Let $$S = \{x \in R : x \geq 0$$ & $$2|\sqrt{x} - 3| + \sqrt{x}(\sqrt{x} - 6) + 6 = 0\}$$. Then S:

We begin by observing that the unknown appears inside a square-root, so it is convenient to set $$t=\sqrt{x}\,.$$

Because $$x\ge 0,$$ we automatically have $$t\ge 0.$$ With this substitution the given condition

$$2\lvert\sqrt{x}-3\rvert+\sqrt{x}\,(\sqrt{x}-6)+6=0$$

becomes a purely quadratic-absolute value equation in $$t$$:

$$2\lvert t-3\rvert+t(t-6)+6=0.$$

Simplifying the second term first, we write

$$t(t-6)=t^{2}-6t.$$

Hence the complete equation is

$$2\lvert t-3\rvert+t^{2}-6t+6=0. \quad -(1)$$

The absolute value necessitates splitting into two cases.

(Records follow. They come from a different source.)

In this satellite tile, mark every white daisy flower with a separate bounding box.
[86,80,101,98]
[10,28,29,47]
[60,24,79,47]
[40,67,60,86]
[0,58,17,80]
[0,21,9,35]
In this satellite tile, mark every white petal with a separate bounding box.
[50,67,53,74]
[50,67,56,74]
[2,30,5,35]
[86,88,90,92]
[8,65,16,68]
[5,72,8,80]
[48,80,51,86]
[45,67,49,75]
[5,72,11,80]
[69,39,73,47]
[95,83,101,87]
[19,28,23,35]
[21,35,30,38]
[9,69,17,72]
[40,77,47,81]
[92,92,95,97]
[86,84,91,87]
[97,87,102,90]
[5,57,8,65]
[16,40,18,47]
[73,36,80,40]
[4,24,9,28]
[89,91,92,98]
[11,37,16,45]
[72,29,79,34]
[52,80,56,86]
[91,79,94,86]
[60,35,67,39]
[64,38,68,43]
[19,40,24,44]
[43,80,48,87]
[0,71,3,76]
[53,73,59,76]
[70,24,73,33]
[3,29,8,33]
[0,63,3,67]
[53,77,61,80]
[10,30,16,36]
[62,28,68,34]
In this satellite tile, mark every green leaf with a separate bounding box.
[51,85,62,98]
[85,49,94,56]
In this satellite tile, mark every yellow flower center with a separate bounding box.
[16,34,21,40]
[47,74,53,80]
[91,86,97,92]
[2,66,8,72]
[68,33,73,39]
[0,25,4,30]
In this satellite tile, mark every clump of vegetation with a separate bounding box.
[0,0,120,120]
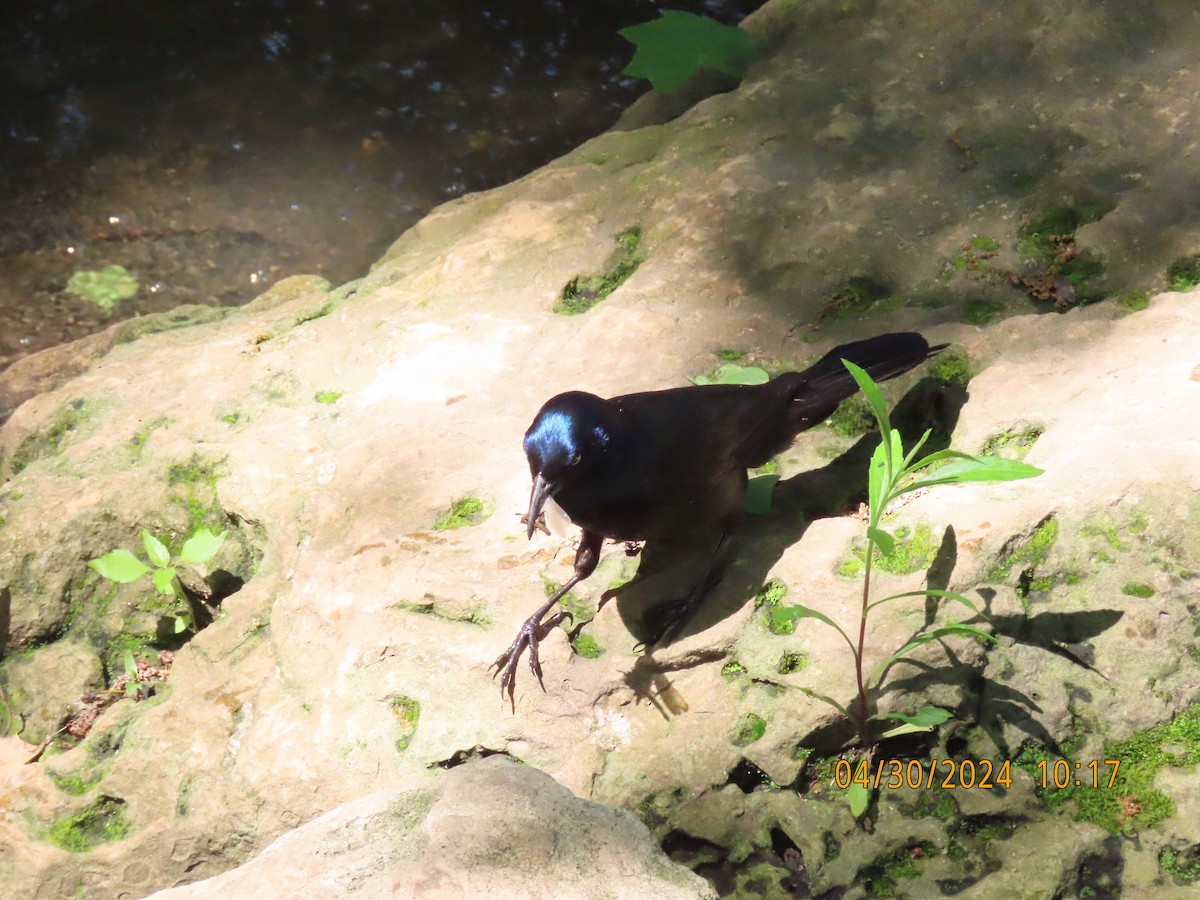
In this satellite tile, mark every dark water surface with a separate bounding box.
[0,0,760,368]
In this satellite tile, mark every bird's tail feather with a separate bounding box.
[788,331,947,434]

Case 1: $$t\ge 3$$. Here $$\lvert t-3\rvert=t-3.$$ Substituting into (1) we get

$$2(t-3)+t^{2}-6t+6=0.$$

Expanding the brackets,

$$2t-6+t^{2}-6t+6=0.$$

Combining like terms,

$$t^{2}-4t=0.$$

Factoring,

$$t(t-4)=0.$$

This quadratic yields two possible roots:

$$t=0\quad\text{or}\quad t=4.$$

However, in the present case we imposed $$t\ge 3,$$ so only $$t=4$$ survives. Translating back,

$$x=t^{2}=4^{2}=16.$$

Case 2: $$0\le t<3$$. Here $$\lvert t-3\rvert=3-t.$$ Substituting into (1) we have

$$2(3-t)+t^{2}-6t+6=0.$$

Expanding,

$$6-2t+t^{2}-6t+6=0.$$

Combining constants and like terms,

$$t^{2}-8t+12=0.$$

To solve the quadratic, we use the standard formula $$t=\dfrac{-b\pm\sqrt{b^{2}-4ac}}{2a}$$ with $$a=1,\;b=-8,\;c=12.$$ This gives

$$t=\dfrac{8\pm\sqrt{64-48}}{2}=\dfrac{8\pm\sqrt{16}}{2}=\dfrac{8\pm4}{2}.$$ So,

$$t=6\quad\text{or}\quad t=2.$$

But the current case demands $$t<3,$$ hence only $$t=2$$ is admissible. Converting back to $$x$$ gives

$$x=t^{2}=2^{2}=4.$$

Combining both cases, the set $$S$$ is

$$S=\{4,\;16\}.$$

This set clearly has exactly two distinct non-negative elements.

Hence, the correct answer is Option D.